# Regarding COI - is it too high?



## Tahnee GR (Aug 26, 2006)

In this case, what you are interested in is the COI of the litter, not the parents. And whether a COI is "too high" or not-the answer is "it depends." It depends on the dogs in the pedigree, genetic issues there may be in the pedigree, longevity, etc. That's why experience and knowledge of the pedigree is so important when looking at COI and-my preference-genetic influence.

As for doubling up (if the dam's father and sire's grandfather are the only dogs in common) or line-breeding ( if there are other common dogs in the pedigree as well), the answer again is-it depends. If the dog in question died at age 14 and has historically thrown pups who are also long-lived and healthy, with good temperaments, then it could be a very good thing.

I much prefer genetic influence tables to straight COI. I used to be able to run my own but now I have Linda Bell run them for me-she's fast and reasonably priced.

This is a portion of a genetic influence table on a breeding I want to do within the next year or so. In a pedigree which is a total outcross, both parents will have a genetic influence of 50%, grandparents 25%, great-grandparents 12.5 % and so on.:

By: Doolin's Too Much is Barely Enough
Ex: Tahnee's Wild at Heart

Inbreeding Coefficient: 12.8106% based on 19 generations.
2904 different animals found in 15 generations.
Ancestry is 98% known.

50.000% Tahnee's Wild at Heart
( Dam's Side: 1 g1 )
50.000% Doolin's Too Much is Barely Enough
( Sire's Side: 1 g1 )
31.250% CH Tahnee Tupelo Xmas Cordial OS 
( Sire's Side: 1 g2 )
( Dam's Side: 1 g4 )
25.000% Jeryco Tahnee Who's That Girl
( Dam's Side: 1 g2 )
25.000% CH BIS BISS Sandpipers Give'M H Harry OS SDHF
( Dam's Side: 1 g2 )
25.000% Sunnyglen Doolin Central Standard
( Sire's Side: 1 g2 )
20.313% CH Tupelo Tahnee Tuff Cookie 
( Sire's Side: 1 g3, 1 g6 )
( Dam's Side: 2 g5 )
20.313% CH Carlin's Holiday a Xmas Carol OS 
( Sire's Side: 1 g3, 1 g6 )
( Dam's Side: 2 g5 )
16.797% CH BIS BISS Libra Malagold Coriander OS SDHF 
( Sire's Side: 1 g4, 1 g5, 1 g7, 1 g8 )
( Dam's Side: 3 g6, 2 g7 )
13.541% CH Misty Morn's Sunset* CD TD OS SDHF 
( Sire's Side: 4 g8, 2 g9, 9 g10, 32 g11, 50 g12, 50 g13, 26 g14, 10 g15 )
( Dam's Side: 6 g9, 27 g10, 33 g11, 48 g12, 34 g13, 18 g14, 3 g15 )
13.281% CH Jayba's Tahnee Kahlua n' Cream OD 
( Sire's Side: 1 g4, 1 g7 )
( Dam's Side: 1 g5, 2 g6 )
12.500% Tahnee's Material Girl
( Dam's Side: 1 g3 )
12.500% Am./Can CH BISS Endeavor's Alberta Clipper OS
( Dam's Side: 1 g3 )
12.500% CH Deja Vu's Air Phare Miles
( Dam's Side: 1 g3 )
12.500% CH Greatbrook's Scarlet Begonias
( Sire's Side: 1 g3 )
12.500% CH Spicewood's Wind Symphony
( Sire's Side: 1 g3 )
12.500% CH Sandpiper's Egghibitionist OD
( Dam's Side: 1 g3 )

I know from past experience that a concentration of 37.5% of my boy Scout gave me some gorgeous dogs, with longevity and health. I am hoping that the concentration of 31.5% will do the same.

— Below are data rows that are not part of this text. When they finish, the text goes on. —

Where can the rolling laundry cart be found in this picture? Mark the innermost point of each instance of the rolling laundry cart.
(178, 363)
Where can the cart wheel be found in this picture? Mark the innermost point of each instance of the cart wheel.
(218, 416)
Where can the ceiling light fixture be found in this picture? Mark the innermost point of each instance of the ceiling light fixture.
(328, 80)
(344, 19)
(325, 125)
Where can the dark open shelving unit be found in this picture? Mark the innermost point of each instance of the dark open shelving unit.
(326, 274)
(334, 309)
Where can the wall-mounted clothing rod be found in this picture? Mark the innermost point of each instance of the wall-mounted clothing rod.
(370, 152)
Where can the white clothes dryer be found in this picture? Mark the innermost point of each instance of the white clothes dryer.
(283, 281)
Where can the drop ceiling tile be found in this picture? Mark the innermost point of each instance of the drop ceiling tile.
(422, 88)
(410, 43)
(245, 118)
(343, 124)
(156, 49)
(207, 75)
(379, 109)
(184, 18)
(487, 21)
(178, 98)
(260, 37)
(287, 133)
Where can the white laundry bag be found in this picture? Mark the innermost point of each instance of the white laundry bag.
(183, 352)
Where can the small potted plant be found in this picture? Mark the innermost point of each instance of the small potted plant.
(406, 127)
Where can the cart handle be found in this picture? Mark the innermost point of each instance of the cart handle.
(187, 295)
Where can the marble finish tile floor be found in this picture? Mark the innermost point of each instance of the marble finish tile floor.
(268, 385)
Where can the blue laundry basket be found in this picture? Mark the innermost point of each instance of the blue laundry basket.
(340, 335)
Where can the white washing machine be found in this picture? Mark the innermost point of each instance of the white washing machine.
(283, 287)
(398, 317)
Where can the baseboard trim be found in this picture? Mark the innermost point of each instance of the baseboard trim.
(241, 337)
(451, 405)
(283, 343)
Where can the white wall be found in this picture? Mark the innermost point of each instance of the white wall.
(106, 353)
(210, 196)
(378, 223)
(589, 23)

Your best bet is to ask the breeder why she did this particular breeding-what does she hope to get? What does she think the strengths and weaknesses of the pedigree are? What can she tell about the dogs who are being doubled up on?


----------



## Marita (Mar 15, 2011)

Thank you very much for your response! I didn't understand all of it (the tables etc), because numbers really aren't my strong suit, but I think you're saying that it really does depend, and that 37% gave strong puppies in your dog Scout? I guess that gives me a little more comfort about the 19% in the dam.

I did ask the breeder why she chose to breed those two dogs, and she seemed a little defensive, and said "Well, I assume you know the pedigree of both the dogs? And that his dad won at Westminster. That's why I bred them." Which....yes, makes sense...and then I asked "OK, I was just wondering because I know sometimes dogs will be bred to balance out certain traits..." And she basically said no, that they were both good, normal Goldens. I felt like I wouldn't really have known what else to ask, but that I wasn't sure about the answer. Does that make any sense?

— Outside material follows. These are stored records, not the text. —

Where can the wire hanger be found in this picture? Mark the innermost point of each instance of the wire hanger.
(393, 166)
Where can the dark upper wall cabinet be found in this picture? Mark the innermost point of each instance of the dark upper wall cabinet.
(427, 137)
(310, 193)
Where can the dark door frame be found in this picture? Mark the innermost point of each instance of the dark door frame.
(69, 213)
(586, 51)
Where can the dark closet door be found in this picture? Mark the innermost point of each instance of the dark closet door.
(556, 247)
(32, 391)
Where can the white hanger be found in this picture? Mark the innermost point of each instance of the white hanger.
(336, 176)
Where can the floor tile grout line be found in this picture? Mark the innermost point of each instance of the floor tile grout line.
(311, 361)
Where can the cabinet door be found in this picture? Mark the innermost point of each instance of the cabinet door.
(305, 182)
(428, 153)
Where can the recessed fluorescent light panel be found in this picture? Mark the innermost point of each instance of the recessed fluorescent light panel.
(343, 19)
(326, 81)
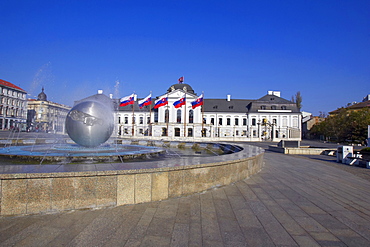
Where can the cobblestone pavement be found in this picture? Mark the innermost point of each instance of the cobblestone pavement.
(293, 201)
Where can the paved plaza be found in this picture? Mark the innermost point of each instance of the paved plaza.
(293, 201)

So, I guess I shouldn't worry about it for now (in terms of the dam's COI) and wait and see what k9data comes up with about my test breeding?


----------



## Tahnee GR (Aug 26, 2006)

Hmm, interesting response from the breeder. Maybe she felt you wouldn't understand or appreciate the finer points of her reasoning. I can usually point out the strengths in my bitch-front, movement, temperament-as well as things I would like to see improved-head, overall "prettiness", substance-and how the male I picked should help improve those without taking away what she has that is good (ideally, at least!) If I chose an outcross, why I chose an outcross at this point or if I linebred, why I chose to line breed.

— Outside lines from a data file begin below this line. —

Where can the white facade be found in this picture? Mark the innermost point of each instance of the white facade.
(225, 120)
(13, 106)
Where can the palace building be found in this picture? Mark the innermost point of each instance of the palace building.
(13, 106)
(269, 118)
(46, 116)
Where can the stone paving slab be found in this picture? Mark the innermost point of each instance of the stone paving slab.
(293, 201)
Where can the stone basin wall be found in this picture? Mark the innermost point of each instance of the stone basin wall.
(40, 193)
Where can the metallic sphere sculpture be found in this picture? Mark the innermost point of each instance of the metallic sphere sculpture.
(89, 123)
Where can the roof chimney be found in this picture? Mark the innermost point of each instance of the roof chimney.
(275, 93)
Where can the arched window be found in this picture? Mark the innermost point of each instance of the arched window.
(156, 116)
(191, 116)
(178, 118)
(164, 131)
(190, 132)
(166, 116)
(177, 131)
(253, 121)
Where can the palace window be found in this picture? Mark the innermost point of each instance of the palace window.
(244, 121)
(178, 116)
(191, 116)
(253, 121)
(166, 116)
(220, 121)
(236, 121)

I would wait to see what the litter's COI is, although remember, even a "high" one is not an automatic reason to rule a breeding out.

The COI on the litter I posted above is 12.81065, and given the dogs in the pedigree, I am very comfortable with it.


----------



## Penny & Maggie's Mom (Oct 4, 2007)

It's too bad the breeder was so defensive about her choices. Many of the breeders here are great at explaining and helping to educate us that are just learning the basics..... especially about the whys of a litter.


----------



## Marita (Mar 15, 2011)

Hi guys, I am adding to this thread that I started, as I have done the test breeding for Wombat, and have his COI's. I have done more research on COI, and read that in an ideal world COI is less than 10%, or 15% maximum, and Wombat's are much higher.

However, then the research I looked at said that with line-breeding, and keeping certain lines within the dog, that sometimes high COI's can be permissable with breeders that know what they are doing, rather than two dogs that are bred together carelessly and happen to have a low COI. (I hope what I just said makes sense...)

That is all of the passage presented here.